Apache Spark Explained: Architecture, Internal Flow, and Optimisation Tips

Dec 09, 2024

Welcome to the 249 new who have joined us since last edition!

Welcome to the newsletter on Apache Spark Whether you're a beginner or a seasoned engineer, this guide will help you understand Apache Spark from its basic concepts to its architecture, internals, and real-world applications.

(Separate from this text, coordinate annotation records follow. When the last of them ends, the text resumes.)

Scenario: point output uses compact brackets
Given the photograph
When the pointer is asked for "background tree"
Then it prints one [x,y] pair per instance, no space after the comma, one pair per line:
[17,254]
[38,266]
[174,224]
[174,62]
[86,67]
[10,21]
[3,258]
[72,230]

Give yourself only 10 mins and then you will comfortable in Apache Spark

1. Getting Started with Apache Spark: A Beginner’s Guide

Spark Overview:

Spark is an open-source distributed computing system.
Built for speed, it handles both batch and stream processing.
Spark supports integration with Hadoop (HDFS, YARN), Apache Kafka, and NoSQL databases.

Key Features:

Unified Analytics Engine:
- Combines batch, stream processing, and machine learning under one framework.
In-Memory Processing:
- Intermediate data is stored in memory, reducing disk I/O overhead.
Fault Tolerance:
- Data is distributed and fault-tolerant through lineage information (DAG).

Key Components:

RDDs (Resilient Distributed Datasets):

Low-level abstraction.
Enables fault tolerance using lineage graphs.
Operations:
- Transformations: map(), filter(), flatMap(), etc.
- Actions: collect(), reduce(), count(), etc.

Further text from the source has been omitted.